If 1.00 mol of argon is placed in a 0.500-L container at 19.0 ∘C, what is the difference between the ideal pressure (as predicted by the ideal gas law) and the real pressure (as predicted by the van der Waals equation) ? For argon, a=1.345 (L2⋅atm) / mol2 and b=0.03219L/mol.

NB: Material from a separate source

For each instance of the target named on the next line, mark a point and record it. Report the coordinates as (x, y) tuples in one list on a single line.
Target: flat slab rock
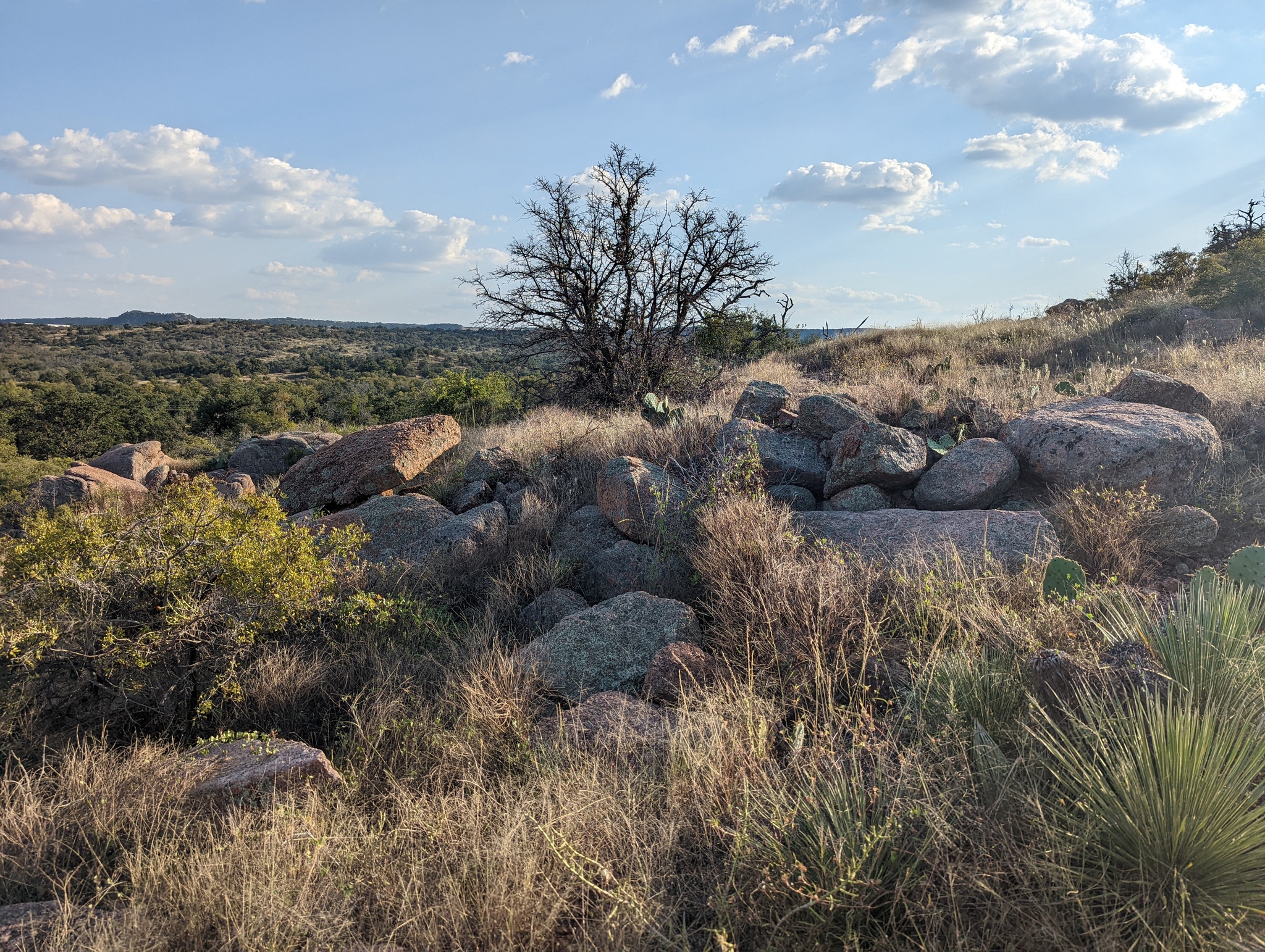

41.083 atm is the difference between the ideal pressure (as predicted by the ideal gas law) and the real pressure (as predicted by the van der Waals equation.

Explanation:

Data given for argon gas:

number of moles = 1 mole

volume = 0.5 L

Temperature = 19 degrees or 292.15 K

a = 1.345 (L2⋅atm) / mol2

b = 0.03219L/mol.

R = 0.0821

The real pressure equation given by Van der Waals equation:

P = (RT : Vm-b) - a : Vm^2

Putting the values in the equation:

P = (0.0821 x 292.15) : (0.5 - 0.03219) - 1.345: (0.5) ^2

= 23.98:0.4678 - 1.345 : 0.25

= 51.26 - 5.38

= 45.88 atm is the real pressure.

The pressure from the ideal gas law

PV = nRT

P = (1 x 0.0821 x 292.15) : 0.5

= 4.797 atm

the difference between the ideal pressure and real pressure is

Pressure by vander waal equation - Pressure by ideal gas law

45.88 - 4.797

= 41.083 atm. is the difference between the two.